Should you do it? Maybe. It’s not for everyone. But that doesn’t mean you shouldn’t try.
I’ll confess, I tried twice, and I failed both times. But in doing so, I learned a buttload. In my first attempt, I started by photographing random objects. And about a month in, I got bored. I had no specific object or goal. It was aimless and uncreative.
So I skipped a day and said I’d take two the next day. And the following day, I had no ideas and said I’d do three tomorrow. You can see where this is going, I’m sure.
The second attempt lasted a lot longer. This time I chose a specific subject to photograph. Me. Self portraits. It was still tough because I really wanted to do more than just passport photos, I wanted to be adventurous and creative. This time, I wrote up a list of ideas for projects I wanted to do. On days I was really stuck, I’d look at that list and pick one from it. It’d could be something as simple as “reenact a scene from Red Riding Hood” (which consisted of me running around in a woodsy area with a red scarf) to an elaborate “giant mousetrap for humans with an expensive item for bait” – that one I never did because I couldn’t find a components or figure out how to construct it.
The second attempt lasted four months (although I had a few days where I barely made the midnight deadline!), and I’m very proud of these four months, until I had to take a 10-day vacation. And when I got back, the notion of making up those 10 days was daunting, and I kept putting it off. Discouraged, my daily SPs petered down to nil and I never caught up. For me, my weak point was discipline: when I slacked with the promise of playing catchup later, things went downhill from there.
I learned so much about photography while doing the daily SPs; I figured out posing issues, lighting, time management and the importance of props. The cons, for in my book: it was somewhat stressful. There were stretches where I didn’t have any ideas that really excited me, and I pestered my friends lamenting over that. And as mentioned, taking breaks turned out to be a bad idea for me.

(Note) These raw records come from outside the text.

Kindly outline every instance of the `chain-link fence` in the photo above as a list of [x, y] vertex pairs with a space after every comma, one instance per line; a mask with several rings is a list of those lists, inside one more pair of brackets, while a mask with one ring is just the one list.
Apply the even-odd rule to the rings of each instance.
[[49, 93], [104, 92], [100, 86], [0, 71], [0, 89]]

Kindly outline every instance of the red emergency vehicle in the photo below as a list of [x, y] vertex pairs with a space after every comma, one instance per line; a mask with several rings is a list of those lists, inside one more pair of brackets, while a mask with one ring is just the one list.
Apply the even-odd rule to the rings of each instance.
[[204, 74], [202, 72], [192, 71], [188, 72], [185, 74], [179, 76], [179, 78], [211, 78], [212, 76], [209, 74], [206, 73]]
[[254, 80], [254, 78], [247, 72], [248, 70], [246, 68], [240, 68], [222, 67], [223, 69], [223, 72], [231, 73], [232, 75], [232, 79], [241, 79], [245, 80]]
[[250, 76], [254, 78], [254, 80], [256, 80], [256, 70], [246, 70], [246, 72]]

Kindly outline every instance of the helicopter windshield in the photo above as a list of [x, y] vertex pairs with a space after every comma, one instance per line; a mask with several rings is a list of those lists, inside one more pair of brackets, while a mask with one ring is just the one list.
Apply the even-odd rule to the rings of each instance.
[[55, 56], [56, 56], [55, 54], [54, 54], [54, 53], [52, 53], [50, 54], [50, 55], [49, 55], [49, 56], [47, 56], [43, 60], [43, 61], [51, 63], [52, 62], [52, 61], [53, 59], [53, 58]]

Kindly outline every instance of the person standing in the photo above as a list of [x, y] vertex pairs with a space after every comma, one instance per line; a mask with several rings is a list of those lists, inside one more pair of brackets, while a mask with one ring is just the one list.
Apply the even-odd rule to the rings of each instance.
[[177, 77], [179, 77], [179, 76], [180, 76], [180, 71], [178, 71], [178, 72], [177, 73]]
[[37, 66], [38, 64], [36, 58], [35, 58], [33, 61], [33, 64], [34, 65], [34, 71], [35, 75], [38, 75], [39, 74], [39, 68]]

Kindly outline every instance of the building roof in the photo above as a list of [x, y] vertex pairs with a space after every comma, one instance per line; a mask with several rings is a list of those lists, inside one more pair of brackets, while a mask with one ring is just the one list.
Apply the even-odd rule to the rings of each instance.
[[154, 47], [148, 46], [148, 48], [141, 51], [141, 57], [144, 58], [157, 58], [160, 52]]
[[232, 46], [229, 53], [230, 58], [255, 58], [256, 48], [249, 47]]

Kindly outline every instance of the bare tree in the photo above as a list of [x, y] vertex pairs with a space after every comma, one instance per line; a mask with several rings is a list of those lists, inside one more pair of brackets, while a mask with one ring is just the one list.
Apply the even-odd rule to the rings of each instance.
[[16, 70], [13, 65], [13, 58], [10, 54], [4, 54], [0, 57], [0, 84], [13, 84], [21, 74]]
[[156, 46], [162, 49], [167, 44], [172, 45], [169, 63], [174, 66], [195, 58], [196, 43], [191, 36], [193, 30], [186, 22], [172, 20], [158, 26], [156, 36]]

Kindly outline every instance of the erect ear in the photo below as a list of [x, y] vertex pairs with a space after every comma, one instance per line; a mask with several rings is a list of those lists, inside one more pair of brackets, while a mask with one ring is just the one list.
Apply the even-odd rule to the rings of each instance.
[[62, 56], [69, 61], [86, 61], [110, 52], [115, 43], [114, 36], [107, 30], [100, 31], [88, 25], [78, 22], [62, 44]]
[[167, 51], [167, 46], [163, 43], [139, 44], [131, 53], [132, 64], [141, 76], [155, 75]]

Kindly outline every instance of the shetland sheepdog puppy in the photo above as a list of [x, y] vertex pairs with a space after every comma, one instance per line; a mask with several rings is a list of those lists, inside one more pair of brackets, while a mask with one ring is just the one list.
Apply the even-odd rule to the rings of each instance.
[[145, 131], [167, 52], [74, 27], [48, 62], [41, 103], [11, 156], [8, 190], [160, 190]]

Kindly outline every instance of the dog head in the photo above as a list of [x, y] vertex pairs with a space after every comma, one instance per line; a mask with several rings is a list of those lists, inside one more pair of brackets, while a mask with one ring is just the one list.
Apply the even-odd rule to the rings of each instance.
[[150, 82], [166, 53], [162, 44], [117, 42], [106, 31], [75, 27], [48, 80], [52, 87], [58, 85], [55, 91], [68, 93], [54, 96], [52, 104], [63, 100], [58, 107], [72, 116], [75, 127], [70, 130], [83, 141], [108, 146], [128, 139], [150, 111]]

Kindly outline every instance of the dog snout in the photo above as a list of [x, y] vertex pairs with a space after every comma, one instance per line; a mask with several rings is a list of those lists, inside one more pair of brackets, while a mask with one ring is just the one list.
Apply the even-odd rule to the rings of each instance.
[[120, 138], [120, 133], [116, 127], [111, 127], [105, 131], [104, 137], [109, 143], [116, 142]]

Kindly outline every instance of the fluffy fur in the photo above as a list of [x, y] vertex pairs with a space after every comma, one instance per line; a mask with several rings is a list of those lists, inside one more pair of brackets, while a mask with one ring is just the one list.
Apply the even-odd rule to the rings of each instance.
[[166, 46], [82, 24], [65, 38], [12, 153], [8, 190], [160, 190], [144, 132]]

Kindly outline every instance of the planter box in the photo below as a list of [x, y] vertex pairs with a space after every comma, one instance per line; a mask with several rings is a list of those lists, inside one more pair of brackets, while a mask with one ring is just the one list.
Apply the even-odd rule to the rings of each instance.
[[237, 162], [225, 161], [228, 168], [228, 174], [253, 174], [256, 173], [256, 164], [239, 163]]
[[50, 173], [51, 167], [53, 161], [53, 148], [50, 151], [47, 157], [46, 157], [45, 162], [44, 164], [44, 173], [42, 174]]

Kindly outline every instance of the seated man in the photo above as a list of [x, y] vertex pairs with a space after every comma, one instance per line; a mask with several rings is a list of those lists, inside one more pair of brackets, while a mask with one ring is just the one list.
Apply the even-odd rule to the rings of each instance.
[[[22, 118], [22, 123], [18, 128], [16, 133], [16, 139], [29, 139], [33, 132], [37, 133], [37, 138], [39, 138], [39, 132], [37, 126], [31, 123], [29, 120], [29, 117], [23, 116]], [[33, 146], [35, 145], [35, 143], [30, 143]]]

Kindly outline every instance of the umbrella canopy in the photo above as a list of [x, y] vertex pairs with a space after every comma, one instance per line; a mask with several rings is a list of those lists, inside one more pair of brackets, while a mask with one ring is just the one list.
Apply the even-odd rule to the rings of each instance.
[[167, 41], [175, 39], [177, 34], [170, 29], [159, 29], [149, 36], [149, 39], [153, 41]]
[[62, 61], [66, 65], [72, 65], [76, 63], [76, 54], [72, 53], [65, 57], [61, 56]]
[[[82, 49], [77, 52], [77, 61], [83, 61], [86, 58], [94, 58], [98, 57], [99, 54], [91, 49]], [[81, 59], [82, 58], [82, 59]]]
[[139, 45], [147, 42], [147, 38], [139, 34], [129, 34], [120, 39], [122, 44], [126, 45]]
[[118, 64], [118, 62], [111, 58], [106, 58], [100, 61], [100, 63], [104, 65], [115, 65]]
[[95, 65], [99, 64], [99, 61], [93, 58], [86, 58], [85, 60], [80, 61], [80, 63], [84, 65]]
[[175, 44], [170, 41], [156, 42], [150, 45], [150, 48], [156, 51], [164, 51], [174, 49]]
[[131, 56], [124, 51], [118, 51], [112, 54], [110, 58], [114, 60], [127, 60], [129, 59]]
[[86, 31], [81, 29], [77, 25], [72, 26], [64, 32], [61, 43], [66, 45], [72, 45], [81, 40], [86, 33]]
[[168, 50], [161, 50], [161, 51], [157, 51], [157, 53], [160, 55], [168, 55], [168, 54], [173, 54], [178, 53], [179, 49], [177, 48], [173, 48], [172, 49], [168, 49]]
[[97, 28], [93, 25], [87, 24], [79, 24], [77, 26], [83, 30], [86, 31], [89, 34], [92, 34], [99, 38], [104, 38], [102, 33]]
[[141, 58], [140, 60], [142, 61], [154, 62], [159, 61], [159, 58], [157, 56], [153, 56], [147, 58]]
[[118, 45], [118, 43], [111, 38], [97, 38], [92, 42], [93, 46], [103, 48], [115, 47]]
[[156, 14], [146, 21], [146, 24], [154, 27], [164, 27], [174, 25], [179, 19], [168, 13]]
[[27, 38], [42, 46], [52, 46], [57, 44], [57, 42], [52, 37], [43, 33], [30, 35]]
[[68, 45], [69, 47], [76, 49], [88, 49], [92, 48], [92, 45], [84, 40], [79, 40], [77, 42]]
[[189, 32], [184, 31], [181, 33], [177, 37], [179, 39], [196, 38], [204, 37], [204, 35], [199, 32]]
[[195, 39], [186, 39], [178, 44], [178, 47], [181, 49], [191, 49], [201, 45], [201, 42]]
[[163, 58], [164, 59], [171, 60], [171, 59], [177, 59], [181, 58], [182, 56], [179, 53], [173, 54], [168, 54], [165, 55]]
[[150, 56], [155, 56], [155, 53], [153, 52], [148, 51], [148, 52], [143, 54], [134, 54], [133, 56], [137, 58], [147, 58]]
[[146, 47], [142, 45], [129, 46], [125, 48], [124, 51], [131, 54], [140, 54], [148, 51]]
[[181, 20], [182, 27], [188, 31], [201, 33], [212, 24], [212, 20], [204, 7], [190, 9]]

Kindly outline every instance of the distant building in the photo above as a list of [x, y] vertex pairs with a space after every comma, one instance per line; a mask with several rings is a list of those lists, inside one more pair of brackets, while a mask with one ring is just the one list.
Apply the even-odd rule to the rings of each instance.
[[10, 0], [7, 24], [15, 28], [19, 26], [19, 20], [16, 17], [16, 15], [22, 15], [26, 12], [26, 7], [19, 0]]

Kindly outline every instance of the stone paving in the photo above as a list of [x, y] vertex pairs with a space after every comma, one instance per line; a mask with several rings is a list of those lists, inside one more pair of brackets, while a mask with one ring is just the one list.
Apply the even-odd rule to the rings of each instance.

If anyone is interested in portrait photography, but hasn’t quite broken into the paying field or you’re not comfortable asking a person to sit patiently for hours while you fiddle with lights, this is an excellent way to get started. It also helps you flex your creative muscle. If you don’t want to commit to taking a picture for 365 days, consider doing a 52-photos a year: once a week instead.
If I were to do this over – and I may still! – I would make two lists this time: a list of complicated ideas and concepts (along with items I need to find on the cheap) that I can shoot when I’ve a block of time and a much-longer list of simpler, easier but still creative ideas to shoot on daily basis. The easy stuff that doesn’t take up a tons of time and can be done quickly after a long workday.